Spinors of real type as polyforms and the generalized Killing equation

TL;DR

This paper introduces a new framework for analyzing generalized Killing spinors using polyforms and algebraic varieties, providing novel characterizations and applications to Lorentzian four-manifolds and supergravity.

Contribution

It develops a detailed algebraic and geometric framework for real type spinors as polyforms, with new characterizations and applications to Lorentzian geometry and supergravity configurations.

Findings

New description of real spinors via parabolic 2-planes

Global characterizations of Killing spinors on Lorentzian manifolds

Discovery of new Einstein and non-Einstein metrics with Killing spinors

Abstract

We develop a new framework for the study of generalized Killing spinors, where generalized Killing spinor equations, possibly with constraints, can be formulated equivalently as systems of partial differential equations for a polyform satisfying algebraic relations in the K\"ahler-Atiyah bundle constructed by quantizing the exterior algebra bundle of the underlying manifold.

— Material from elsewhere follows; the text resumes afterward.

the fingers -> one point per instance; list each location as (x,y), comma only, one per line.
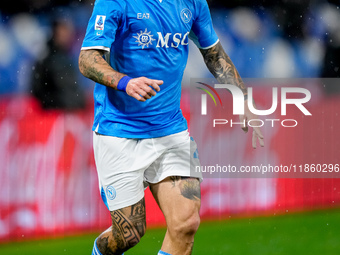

At the core of this framework lies the characterization, which we develop in detail, of the image of the spinor squaring map of an irreducible Clifford module $\Sigma$ of real type as a real algebraic variety in the K\"ahler-Atiyah algebra, which gives necessary and sufficient conditions for a polyform to be the square of a real spinor. We apply these results to Lorentzian four-manifolds, obtaining a new description of a real spinor on such a manifold through a certain distribution of parabolic 2-planes in its cotangent bundle. We use this result to give global characterizations of real Killing spinors on Lorentzian four-manifolds and of four-dimensional supersymmetric configurations of heterotic supergravity. In particular, we find new families of Einstein and non-Einstein four-dimensional Lorentzian metrics admitting real Killing spinors, some of which are deformations of the metric of AdS$_4$ space-time.